Der GKV-Spitzenverband begrüßt, dass mit „Vorsicht Operation“ eine Diskussion über Fehlentwicklungen in Gang gekommen sei. „Die Initiative zeigt, dass sich auch innerhalb der Ärzteschaft die Erkenntnis durchsetzt, dass es immer wieder auch unnötige Operationen gibt“, teilte Verbandssprecher Florian Lanz auf Anfrage mit. Dass die Krankenkassen die Beratung im Internet bezahlen, kann sich Lanz aber nicht vorstellen. „Wenn wir Online-Zweitmeinungen regelhaft bezahlen würden, dann würden wir akzeptieren, dass die Qualität bei der medizinischen Diagnose und Beratung so schlecht ist, dass dies notwendig wird“, erklärte Lanz. Es gelte, dafür zu sorgen, dass solche Portale, so hilfreich sie im Einzelfall sein könnten, insgesamt nicht notwendig seien.

Der Medizinrechtler Dr. jur. Albrecht Wienke aus Köln hat berufsrechtliche Bedenken: Die Teilnahme deutscher Ärzte am Portal mit Sitz in der Schweiz könnte gegen die (Muster-)Berufsordnung verstoßen. Dort heiße es in § 7 Absatz 3, dass Ärztinnen und Ärzte individuelle Behandlung, insbesondere auch Beratung, weder ausschließlich brieflich noch in Zeitungen oder Zeitschriften noch ausschließlich über Kommunikationsmedien oder Computerkommunikationsnetze durchführen dürften. Die Ärztekammer Nordrhein etwa habe diesen Passus unverändert in die Berufsordnung übernommen. Da eine Beratung ohne Patientenkontakt nicht ausnahmsweise, sondern systematisch angeboten würde, sei sie berufsrechtlich bedenklich, sagte Wienke.

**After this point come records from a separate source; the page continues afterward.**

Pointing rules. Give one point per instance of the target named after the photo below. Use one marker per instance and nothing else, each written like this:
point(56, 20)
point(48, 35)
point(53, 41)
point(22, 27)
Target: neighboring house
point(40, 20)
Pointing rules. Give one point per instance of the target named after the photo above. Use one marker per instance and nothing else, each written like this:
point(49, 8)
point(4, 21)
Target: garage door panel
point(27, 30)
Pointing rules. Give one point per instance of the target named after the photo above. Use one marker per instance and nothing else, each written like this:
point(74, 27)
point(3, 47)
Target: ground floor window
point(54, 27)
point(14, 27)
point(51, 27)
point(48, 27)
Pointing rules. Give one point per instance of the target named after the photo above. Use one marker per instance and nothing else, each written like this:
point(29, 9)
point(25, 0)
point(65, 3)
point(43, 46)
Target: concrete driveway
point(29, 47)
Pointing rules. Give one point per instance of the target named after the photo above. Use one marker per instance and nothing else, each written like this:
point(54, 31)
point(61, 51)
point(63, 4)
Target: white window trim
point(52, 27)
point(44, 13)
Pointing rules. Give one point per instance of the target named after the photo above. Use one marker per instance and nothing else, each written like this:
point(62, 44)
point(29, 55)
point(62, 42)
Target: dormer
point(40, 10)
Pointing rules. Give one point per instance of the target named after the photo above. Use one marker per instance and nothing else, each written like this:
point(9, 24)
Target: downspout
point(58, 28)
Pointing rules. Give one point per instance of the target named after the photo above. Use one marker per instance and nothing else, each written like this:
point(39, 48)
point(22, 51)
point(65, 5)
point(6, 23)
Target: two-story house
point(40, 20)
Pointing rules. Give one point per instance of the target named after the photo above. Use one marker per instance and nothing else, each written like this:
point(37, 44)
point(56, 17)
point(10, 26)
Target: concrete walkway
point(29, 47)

Dr. rer. nat. Nicola Siegmund-Schultze

Dr. med. Birgit Hibbeler

3 Fragen an . . .

Prof. Dr. med. Hans H. Pässler (71), Chirurg und Unfallchirurg, Initiator von www.vorsicht-operation.de

Primum nil nocere – dem Patienten nicht schaden: Haben die Ärzte diesen Grundsatz vergessen?

Pässler: So ist es. Das liegt aber nicht an den Ärzten selbst, sondern daran, dass unsere Medizin sehr kommerzialisiert ist. Da wird dann schon einmal die eine oder andere Indikation gestellt, die nicht notwendig wäre. So ufern die OP-Zahlen aus. Das ist ein Systemfehler. Die Ärzte werden da hineingelockt und sind darin gefangen.

Wie sind die Reaktionen auf Ihr Internetportal? Gibt es auch Kollegen, die Sie als Nestbeschmutzer sehen?

Pässler: Bisher sind die Reaktionen positiv. Es haben sich sogar noch weitere Kollegen gemeldet, die auch gern mitmachen wollen. Von Patientenseite ist das Interesse wahnsinnig groß. Wir hatten schon Tage mit mehr als 100 000 Klicks.

Geht es Ihnen um die Zweitmeinung in Einzelfällen oder wollen Sie eine grundlegende Debatte anstoßen?

Pässler: Sicher ist eine grundlegende Debatte notwendig. Im Krankenhaus haben wir die leidigen DRGs und Mengenvereinbarungen, die man nicht unterschreiten will. Auch ambulante Operateure stehen unter wirtschaftlichem Druck. Für uns Experten im Ruhestand geht es aber bei unserem Angebot zur Online-Zweitmeinung auch darum, eine schöne und sinnvolle Aufgabe zu haben.